What is bugging me is that we cannot use and in combination with nullable syntax. Thats why I use .? in longer functions and need the filled nullable variable multiple times.
if ((optional) |value| and std.mem.eql(u8, value, "some string")) {}
This incident really made me start reflecting on the idea of ‘fail fast.’ In the past, I always believed that failing fast was not a bad approach, but this CF incident made me reconsider. Many people think that using unwrap in this case wasn’t a bad choice; I guess it might be the inertia of the ‘fail fast’ mindset, but in this incident, I completely disagree.
In fact, the problem here was caused by just one bot module of CF, a non-critical module, which had no reason to affect the entire project because of its own fast failure. For a non-critical module in a program, when it exhibits unexpected behavior, the expected behavior is clear: log the issue, report its own error and failure upwards. The higher-level components can completely choose to ignore this error; although it caused the submodule to fail, the failure of the submodule doesn’t have to lead to the failure of the entire program.
When such problems occur in the core module, the upper layers can respond and choose to crash, but the module itself should not overstep its bounds and act on behalf of the program core without permission.
The subtle differences here may occur between debug and releaseSafe. While releaseFast actively embraces undefined behavior and debug actively embraces fast failure, the requirements for releaseSafe may be more nuanced; it is neither about fast failure nor undefined behavior, but about throwing errors upward. However, the difference in these behavior requirements can lead to discrepancies in the API between different modes, which is really tricky.

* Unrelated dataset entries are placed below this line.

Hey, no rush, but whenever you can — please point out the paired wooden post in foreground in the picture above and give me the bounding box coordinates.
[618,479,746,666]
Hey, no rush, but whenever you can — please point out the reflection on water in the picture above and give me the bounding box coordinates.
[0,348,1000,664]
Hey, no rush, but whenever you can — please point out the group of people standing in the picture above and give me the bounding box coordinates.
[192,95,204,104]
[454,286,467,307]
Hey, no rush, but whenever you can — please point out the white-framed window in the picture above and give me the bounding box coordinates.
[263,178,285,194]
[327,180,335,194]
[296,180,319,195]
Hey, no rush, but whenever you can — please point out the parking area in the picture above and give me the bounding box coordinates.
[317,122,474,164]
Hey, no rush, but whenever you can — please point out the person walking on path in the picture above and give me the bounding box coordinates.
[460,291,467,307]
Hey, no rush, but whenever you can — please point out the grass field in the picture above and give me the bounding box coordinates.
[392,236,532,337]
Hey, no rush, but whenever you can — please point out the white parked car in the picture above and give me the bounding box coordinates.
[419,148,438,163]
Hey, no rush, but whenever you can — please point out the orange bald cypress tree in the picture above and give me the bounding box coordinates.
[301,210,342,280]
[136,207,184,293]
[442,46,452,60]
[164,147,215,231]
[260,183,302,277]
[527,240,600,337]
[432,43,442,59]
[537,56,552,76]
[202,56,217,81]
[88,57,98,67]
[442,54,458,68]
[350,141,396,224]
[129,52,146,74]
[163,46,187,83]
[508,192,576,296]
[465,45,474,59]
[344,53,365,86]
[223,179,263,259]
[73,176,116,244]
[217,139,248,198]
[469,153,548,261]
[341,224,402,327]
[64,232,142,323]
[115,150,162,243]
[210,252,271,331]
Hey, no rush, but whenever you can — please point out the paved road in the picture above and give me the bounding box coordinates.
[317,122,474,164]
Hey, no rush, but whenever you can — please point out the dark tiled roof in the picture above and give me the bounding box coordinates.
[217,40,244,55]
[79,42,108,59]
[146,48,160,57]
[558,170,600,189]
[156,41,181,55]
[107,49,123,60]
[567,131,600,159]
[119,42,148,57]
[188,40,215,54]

Are you saying you prefer UB to a panic in unsafe release mode? If so, why? To diagnose the problem, and prevent unpredictable side effects from the UB, a panic is better.
It depends how the lower and higher level modules are isolated from each other, and how well the lower module can clean up and undo the partial operation before returning. Because this is very difficult to get right, and very rarely tested, it is usually best to panic.
Note that when comparing to Rust it really isn’t a one-to-one comparison. The reason Rust’s unwrap always panics is because Rust doesn’t have a non-safe Release mode (since safety is the point of Rust). It only has one Release mode, which is roughly like Zig’s ReleaseSafe.
It’s surprising to me that the incident was ongoing for 3 hours when the failing service was logging:
thread fl2_worker_thread panicked: called Result::unwrap() on an Err value
It’s also somewhat surprising that the method that failed returns a Result so they could have simply return an error here no matter how unexpected it was. It’s interesting that the non-Rust version of the code that was running in parallel simply returned incorrect results instead of failing, which is potentially much worse.
In Zig I think you would not get a message like above in Release builds so it’s even more critical to avoid using Optional unwarp unsafely.